Rather famously, Abraham Lincoln‘s education was largely a result of his own endeavors. The sixteenth President of the United States had, at best, attended one year of formal schooling in his life, all of which happened by age fifteen. The rest of his learning could be credited to Lincoln borrowing books from family, friends, and neighbors.
Abraham Lincoln’s Beginnings
He began in 1816 by attending five schools across Kentucky and Indiana. Lincoln later appeared to resent the education he received there, stating in a letter to Jesse W. Fell that the teachers had no qualifications “beyond the “readin, writin, and cipherin” to the Rule of Three.” He insisted that this environment did “absolutely nothing to excite ambition for education,” and that the “…little advance [he had] upon this store of education, [he] picked up from time to time under the pressure of necessity.”
Abraham Lincoln’s Father’s Education
In an autobiography requested by John L. Scripps of the Chicago Press and Tribune, Lincoln would go on to state that his father “grew up literally without education,” never doing “more in the way of writing than to bunglingly write his own name.” It would not be unreasonable to assume this was one of the reasons Lincoln’s relationship with his father was so fraught.
Abraham Lincoln at University
Abraham Lincoln’s education also lacked a college or university of any kind.
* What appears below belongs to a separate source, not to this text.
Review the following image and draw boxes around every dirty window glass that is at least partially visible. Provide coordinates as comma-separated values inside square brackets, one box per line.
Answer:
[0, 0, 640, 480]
Despite the fact that he entered a career in law, there were few law universities west of Ohio. This left Lincoln to rely on shadowing and borrowing textbooks from licensed lawyers. Lincoln seemed light-hearted about this, though. Allegedly, he joked “at least I’ve been through college” as he was led through a university to debate with Stephen Douglas.
Abraham Lincoln’s Laws and Proposals for Education
It is speculated that these might have been some of the motivations behind Lincoln’s proposals. This includes his sponsoring of the 1825 Free School Law, his 1840 proposal that state-funded teachers must pass an examination, and his signing the Morrill Act into law in 1862, making industrial college more accessible in every state. Given these actions, it is clear Lincoln truly considered education “of vital importance.”